The resistance to Darwin’s ideas on evolution by natural selection expressed by some in the West — both 150 years ago and even now — is well known…. But how did Darwin go down in Japan, as it started trading and interacting with Western powers?
Lacking Christianity, there wasn’t the religious opposition and controversy in Japan that scandalized people in Victorian England (and still hinders understanding of evolution).
Instead, a society based on Shinto and Buddhism apparently easily accepted Darwin. Some historians have also said that because Japanese people share their country with a nonhuman primate — the Japanese macaque — it made it easier for them to understand and accept evolution. … The Japan Times Online
Sunday, January 11, 2009 at 1:01
Most Japanese worship nature. Maybe that’s why they were open to the evolution theory. What do you think Bill?
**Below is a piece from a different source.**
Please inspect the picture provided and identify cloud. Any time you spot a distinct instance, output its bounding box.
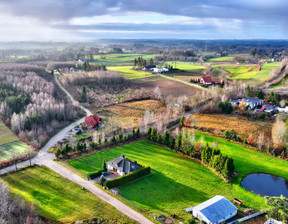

About 85% of Japanese claim to practice a mix of (or both) Shinto and Buddhism, so you may well be right. The animistic religions have no dogma that would prevent the adoption of new ideas, which are usually superposed on the old without prejudice to either. A refreshing attitude when compared to Western philosophy, wherein ideas are, for the most part, presumed to be either right or wrong, and one or the other must prevail.
As those who have looked within know, polarization — black and white thinking — is the root of much suffering, for it is the cause of most unhappiness: I must be right, because if I’m wrong the whole house of cards on which I’ve built my beliefs might be wrong, too. It is hard for our psyche to accept that possibility.
Far better, as the Buddha said, to accept no authority, but only thos things that we have examined with our own common sense. In the case of evolution, however, the examination requires a fairly thorough knowledge of the science behind it, which most folks — in the US at least — lack in abundance.